Mr. Collins recommended that families create a mission statement similar to the ones companies and other organizations use to identify their core values.
.... Dr. Duke recommended that parents pursue (history-building)...  activities with their children. Any number of occasions work to convey this sense of history: holidays, vacations, big family get-togethers, even a ride to the mall. The hokier the family’s tradition, he said, the more likely it is to be passed down. He mentioned his family’s custom of hiding frozen turkeys and canned pumpkin in the bushes during Thanksgiving so grandchildren would have to “hunt for their supper,” like the Pilgrims.

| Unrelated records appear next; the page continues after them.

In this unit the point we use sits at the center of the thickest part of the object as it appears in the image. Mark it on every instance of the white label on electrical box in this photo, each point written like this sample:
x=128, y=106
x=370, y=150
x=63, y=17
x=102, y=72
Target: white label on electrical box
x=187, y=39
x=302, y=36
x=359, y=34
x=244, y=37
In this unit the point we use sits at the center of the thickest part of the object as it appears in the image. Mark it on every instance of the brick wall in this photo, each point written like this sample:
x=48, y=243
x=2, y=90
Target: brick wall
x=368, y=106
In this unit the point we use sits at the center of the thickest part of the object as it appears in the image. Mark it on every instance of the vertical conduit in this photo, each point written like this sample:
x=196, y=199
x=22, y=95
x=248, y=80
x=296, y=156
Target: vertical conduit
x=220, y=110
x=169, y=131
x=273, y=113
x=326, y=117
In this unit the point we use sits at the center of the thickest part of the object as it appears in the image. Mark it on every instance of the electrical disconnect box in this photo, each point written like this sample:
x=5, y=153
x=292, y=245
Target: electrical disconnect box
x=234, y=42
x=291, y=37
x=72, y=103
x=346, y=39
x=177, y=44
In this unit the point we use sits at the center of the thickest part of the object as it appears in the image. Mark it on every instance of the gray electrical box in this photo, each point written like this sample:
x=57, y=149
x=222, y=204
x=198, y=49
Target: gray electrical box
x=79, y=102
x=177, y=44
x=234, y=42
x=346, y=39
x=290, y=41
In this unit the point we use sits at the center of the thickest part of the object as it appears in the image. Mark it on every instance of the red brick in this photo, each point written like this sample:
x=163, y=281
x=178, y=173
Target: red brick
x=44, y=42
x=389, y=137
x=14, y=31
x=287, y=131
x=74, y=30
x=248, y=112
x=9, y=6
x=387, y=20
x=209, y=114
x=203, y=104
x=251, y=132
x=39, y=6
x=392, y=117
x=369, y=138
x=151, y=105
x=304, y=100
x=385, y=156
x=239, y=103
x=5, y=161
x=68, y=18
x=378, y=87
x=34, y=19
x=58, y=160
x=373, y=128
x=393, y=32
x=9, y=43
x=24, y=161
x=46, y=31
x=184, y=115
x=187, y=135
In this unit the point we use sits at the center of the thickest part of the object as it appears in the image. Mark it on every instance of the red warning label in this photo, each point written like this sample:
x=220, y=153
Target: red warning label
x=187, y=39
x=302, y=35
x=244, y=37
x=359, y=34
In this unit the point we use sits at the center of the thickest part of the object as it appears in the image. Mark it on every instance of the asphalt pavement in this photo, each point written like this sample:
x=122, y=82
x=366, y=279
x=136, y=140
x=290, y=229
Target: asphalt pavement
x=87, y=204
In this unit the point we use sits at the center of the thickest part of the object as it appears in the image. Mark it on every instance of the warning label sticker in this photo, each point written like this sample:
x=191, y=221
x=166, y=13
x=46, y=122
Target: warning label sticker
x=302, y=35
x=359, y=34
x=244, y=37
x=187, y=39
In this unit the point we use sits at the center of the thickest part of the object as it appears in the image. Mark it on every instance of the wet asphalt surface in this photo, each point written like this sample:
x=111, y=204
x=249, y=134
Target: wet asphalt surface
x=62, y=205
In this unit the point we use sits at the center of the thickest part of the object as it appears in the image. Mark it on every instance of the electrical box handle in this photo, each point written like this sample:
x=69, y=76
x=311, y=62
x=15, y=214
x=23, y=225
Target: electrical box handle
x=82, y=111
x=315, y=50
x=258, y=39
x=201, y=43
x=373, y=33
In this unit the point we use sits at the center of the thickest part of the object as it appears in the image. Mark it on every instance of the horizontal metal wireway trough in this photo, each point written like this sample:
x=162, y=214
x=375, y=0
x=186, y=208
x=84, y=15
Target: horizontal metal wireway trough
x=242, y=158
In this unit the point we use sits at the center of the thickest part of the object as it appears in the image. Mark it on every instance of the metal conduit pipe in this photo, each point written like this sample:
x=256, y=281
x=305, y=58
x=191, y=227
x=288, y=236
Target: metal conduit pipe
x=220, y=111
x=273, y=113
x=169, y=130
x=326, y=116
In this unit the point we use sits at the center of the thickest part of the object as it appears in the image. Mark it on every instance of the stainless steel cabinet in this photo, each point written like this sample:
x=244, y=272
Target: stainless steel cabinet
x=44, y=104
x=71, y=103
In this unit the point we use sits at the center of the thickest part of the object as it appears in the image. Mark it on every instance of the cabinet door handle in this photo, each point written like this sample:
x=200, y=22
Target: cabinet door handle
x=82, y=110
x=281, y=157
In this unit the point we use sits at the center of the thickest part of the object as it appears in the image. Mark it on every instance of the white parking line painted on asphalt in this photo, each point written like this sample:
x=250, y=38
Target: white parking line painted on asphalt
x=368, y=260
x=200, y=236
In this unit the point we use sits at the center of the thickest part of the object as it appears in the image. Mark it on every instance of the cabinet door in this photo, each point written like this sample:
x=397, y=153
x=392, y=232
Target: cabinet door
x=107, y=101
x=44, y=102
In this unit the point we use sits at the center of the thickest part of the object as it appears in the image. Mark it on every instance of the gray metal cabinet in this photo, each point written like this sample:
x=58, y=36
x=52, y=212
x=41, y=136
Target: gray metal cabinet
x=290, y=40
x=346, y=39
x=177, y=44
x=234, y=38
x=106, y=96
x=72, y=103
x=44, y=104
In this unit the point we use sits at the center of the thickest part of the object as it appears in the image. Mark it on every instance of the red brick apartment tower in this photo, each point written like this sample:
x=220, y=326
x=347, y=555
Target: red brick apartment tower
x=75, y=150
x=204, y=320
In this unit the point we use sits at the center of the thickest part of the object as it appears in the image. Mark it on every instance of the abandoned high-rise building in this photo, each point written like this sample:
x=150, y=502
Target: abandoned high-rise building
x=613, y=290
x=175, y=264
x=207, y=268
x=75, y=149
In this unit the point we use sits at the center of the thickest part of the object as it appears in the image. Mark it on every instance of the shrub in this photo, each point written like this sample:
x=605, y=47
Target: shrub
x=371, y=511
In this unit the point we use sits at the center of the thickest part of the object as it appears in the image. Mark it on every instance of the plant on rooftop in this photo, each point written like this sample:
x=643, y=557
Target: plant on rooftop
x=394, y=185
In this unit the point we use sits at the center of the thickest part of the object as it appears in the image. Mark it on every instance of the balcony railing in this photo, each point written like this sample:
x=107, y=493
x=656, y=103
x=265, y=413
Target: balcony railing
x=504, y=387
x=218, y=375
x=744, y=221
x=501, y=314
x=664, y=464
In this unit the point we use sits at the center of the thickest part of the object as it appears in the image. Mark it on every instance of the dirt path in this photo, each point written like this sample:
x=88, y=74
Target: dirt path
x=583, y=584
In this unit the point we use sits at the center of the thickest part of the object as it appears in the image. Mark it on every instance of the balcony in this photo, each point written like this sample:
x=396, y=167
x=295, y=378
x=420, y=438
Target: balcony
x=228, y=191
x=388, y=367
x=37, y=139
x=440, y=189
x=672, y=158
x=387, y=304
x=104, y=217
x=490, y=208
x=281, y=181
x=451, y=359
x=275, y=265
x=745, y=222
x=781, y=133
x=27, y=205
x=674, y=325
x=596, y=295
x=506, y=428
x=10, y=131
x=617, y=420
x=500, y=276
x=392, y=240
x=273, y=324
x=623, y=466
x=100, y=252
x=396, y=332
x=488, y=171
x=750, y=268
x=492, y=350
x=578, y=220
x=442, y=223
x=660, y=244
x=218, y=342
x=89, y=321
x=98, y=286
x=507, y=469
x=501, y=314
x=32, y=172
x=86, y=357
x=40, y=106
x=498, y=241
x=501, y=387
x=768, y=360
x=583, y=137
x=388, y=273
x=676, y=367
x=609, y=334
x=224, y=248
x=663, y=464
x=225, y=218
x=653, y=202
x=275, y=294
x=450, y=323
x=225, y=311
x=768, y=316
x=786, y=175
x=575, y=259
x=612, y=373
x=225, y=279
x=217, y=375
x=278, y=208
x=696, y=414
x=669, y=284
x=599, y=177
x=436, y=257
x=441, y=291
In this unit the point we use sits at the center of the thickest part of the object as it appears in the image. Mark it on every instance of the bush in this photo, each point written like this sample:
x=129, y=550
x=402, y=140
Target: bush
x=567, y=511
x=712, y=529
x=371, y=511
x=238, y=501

“These traditions become part of your family,” Dr. Duke said.
Decades of research have shown that most happy families communicate effectively. But talking doesn’t mean simply “talking through problems,” as important as that is. Talking also means telling a positive story about yourselves. When faced with a challenge, happy families, like happy people, just add a new chapter to their life story that shows them overcoming the hardship. This skill is particularly important for children, whose identity tends to get locked in during adolescence.
The bottom line: if you want a happier family, create, refine and retell the story of your family’s positive moments and your ability to bounce back from the difficult ones. That act alone may increase the odds that your family will thrive for many generations to come."
MARCH 15 2013
There's a number of wonderful points in this article with cause mums and dads to desire to get-going and put this into action in their family. It is plain and  simple and 'rings true', because it directs families back to what many have forgotten to do - talk of the past, listen to parents tell of their background, find pleasure in our own family history, be honest about family mistakes and difficulties.
Many cultures for generations have invested great amounts of time doing just this, handing on their history through story telling.
We have been involved in this in my husband's family. 
He comes from a very large extended family, who have had the fortune of keeping connected for over 100 years. My husband's grandfather was one of 9 boys, and the place where they all grew up, west of Auckland, is still owned by many of the descendants. 
Our branch meet out there each ANZAC Day.
Nearly twenty years ago, there was a strong disagreement within our branch of the family. The effect at the time was devastating and continued to be so for a few years, until my husband initiated this get-together each April on ANZAC Day for all the  members in our family branch. 
At first it was awkward, some would come while others wouldn't. Gradually things started to improve and now there are natural, even strong relations across most of the family. 
What we do at those ANZAC Day get-togethers has been the medicine that's brought healing - and the article above showed me why.
Each year my husband gets one, two or three people to speak for 10 - 15 minutes about some aspect of the family's past. Topic such as, The Four Formidable Aunts, Uncle Jack's four years as a Prisoner-of-War, Uncle Grahame the Bomber Pilot (he gave that himself), Aunty Audie and Uncle Brian's Wedding in Papua New Guinea, Early Memories about Holidays Here, and so many more.
The few hours we are together in the sun or squashed inside, are filled with talking across four generations, eating, laughing, at times supporting those living in tragedies, but everyone leaves smiling, more connected, respectful and thankful for each other because we have been made aware again, that we ARE connected through our common history. 
I am not saying that our extended family is all sweetness, but being together and reminded of the history we share, is certainly building a strong family in terms of living well through tragedies including life-threatening diseases and life-changing accidents. - "They know they belong to something bigger than themselves."
THISWEEKWITHTHEKIDS~ Start sharing some of your past with your kids. The questions I underlined in the article may help you to set-off.